Now for the worker-bee version. Excitement and anticipation don’t always keep the lights on and eventually, automakers would like to make money. That’s the VW ID Buzz Cargo van’s jam. On a quick adventure, I tried to imagine life as a delivery driver: in and out, up and down—you know, on the job. The ID Buzz Cargo van sheds about 200 pounds compared to the passenger van, and it feels moderately peppier. (I’ve asked VW if the throttle mapping between the two were different but haven’t yet heard back.) I even drove around with the door open to see if the VW Buzz Cargo screams at its driver, which it doesn’t. 

An electric cargo van is a smart move, and VW isn’t alone in making the shift. Put simply: None of us stiffs have the same purchasing power as Amazon or Walmart. Fortune 500’s splash damage is our two-tone ID Buzz happy camper. I have to learn to be alright with that.

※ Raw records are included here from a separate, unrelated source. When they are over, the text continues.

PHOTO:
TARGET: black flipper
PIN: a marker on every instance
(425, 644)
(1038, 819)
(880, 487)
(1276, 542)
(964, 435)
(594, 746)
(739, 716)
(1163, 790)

That’s because, up until the VW ID Buzz arrives in the U.S., electric cars work to grab our attention. Sleek, massive, hyperfast, expensive, or quasi-self-driving; what’s “cool” about EVs today tries too hard. 

The ID Buzz is effortlessly cool thanks to its heritage. It helps that the van is nice to drive as well. For four hours, over 90 miles in highway and city driving, the van settled into the background and shuttled in and out of narrow Danish streets effortlessly, and returned 3.1 miles per kWh, which isn’t as efficient as other electric cars with a svelter shape. On the other hand, on the beaches in Malmo, Sweden, the ID Buzz was a head-turner and attracted attention wherever it went. 

The ID Buzz’s liftgate is power operated, for good reason: it’s massive. Its load floor is low, an advantage any van will have over an SUV. The sliding rear doors don’t intrude on the charge port, which is located on the rear fender, and getting into the rear seats is a breeze—another advantage of a van.

Behind the wheel, it feels far more solid than older VW vans, a testament to the rigidity only an electric vehicle can offer thanks to more solid running gear. In Europe, the passenger van with two rows makes sense, but we’ll never see it. In the U.S., our version with three rows is what people say they want, but it’s hard to know if the rigidity and added heft will diminish the overall feel. 

What sets the Volkswagen ID Buzz apart is how impressive it is without trying hard at all. That’s cool.